To analyse lesbian t-shirts I needed to look at some t-shirts themselves. My first port of call was the online archive Wearing Gay History, which was helpful to me in that I could access photographs of t-shirts in archives around the world. However, while I was happy to analyse these t-shirts semiotically, I was also keen to study them as material objects. Because of this, I planned to visit archives within the UK and look at the lesbian t-shirts that they housed with my own eyes. This is why I applied for the Yarwood Grant; it would allow me financial assistance in my plans to visit the Bishopsgate Institute in London and the Lesbian Archive at the Glasgow Women’s Library.
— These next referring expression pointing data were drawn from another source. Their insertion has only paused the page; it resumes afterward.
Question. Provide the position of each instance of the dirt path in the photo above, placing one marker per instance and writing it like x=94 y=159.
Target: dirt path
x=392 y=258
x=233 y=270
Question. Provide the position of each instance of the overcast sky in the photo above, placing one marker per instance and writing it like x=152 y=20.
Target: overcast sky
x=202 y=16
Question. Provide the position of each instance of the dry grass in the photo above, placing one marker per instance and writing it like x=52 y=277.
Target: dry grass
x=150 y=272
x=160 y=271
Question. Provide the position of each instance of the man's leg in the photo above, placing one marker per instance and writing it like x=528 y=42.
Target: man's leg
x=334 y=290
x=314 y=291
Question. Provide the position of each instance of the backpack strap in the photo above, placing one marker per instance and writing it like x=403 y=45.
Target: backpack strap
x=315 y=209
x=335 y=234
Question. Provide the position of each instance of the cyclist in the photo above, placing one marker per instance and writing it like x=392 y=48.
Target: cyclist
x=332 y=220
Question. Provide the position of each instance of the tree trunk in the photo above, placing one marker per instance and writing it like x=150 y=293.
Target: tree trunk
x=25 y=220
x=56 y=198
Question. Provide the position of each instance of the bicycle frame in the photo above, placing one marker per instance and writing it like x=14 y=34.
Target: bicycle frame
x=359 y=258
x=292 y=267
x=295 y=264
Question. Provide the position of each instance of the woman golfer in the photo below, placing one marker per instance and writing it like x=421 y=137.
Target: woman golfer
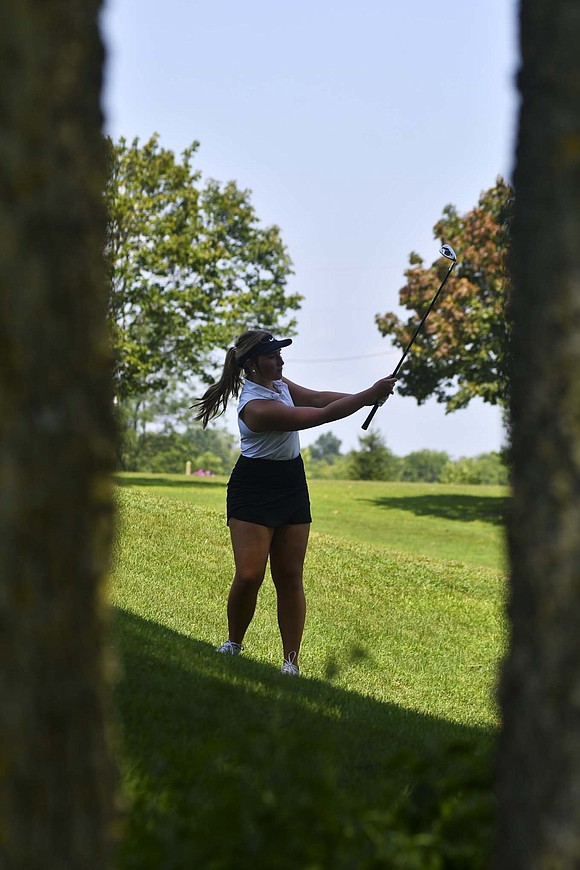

2020 has been, however, not what anyone expected. While archives began gradually opening to researchers again as I neared my dissertation deadline, by that point I had already written almost the entire thing without the hands-on research that I had planned to do. Because of this, my case studies were all from online sources. I did find that there were ways in which I was still able to analyse these materially. There was a photograph of one t-shirt in particular, which was painted by hand by a lesbian artist, Boudykke. I analysed it as a hand-crafted object – something that exists as not just visual, but as something that was touched, changed and worn, existing within the history of craft and lesbian realities. It remained partially a mystery to me, though, as I only had one photograph of it. This is why visiting archives and t-shirts in person is still research that needs to be done, even if my dissertation did take a slightly different turn.

Throughout the research and writing of ‘Billboard Bodies’ my feeling that lesbian fashion history needed a space of its own only grew stronger. When I discovered that I had won the Yarwood Grant my confidence in the research that I was doing and that I planned to do increased. Because of this, my dissertation submission is not the end of my relationship with lesbian t-shirts. I still intend to use the grant to undertake my planned research trips, but when it is safe and possible to do so. As I have now finished my MA, I will use the research I do on these trips, combined with the research I have already done, to write a submission for a journal. I have also started a lesbian fashion history blog, www.dressingdykes.com, where I would love to share further research online.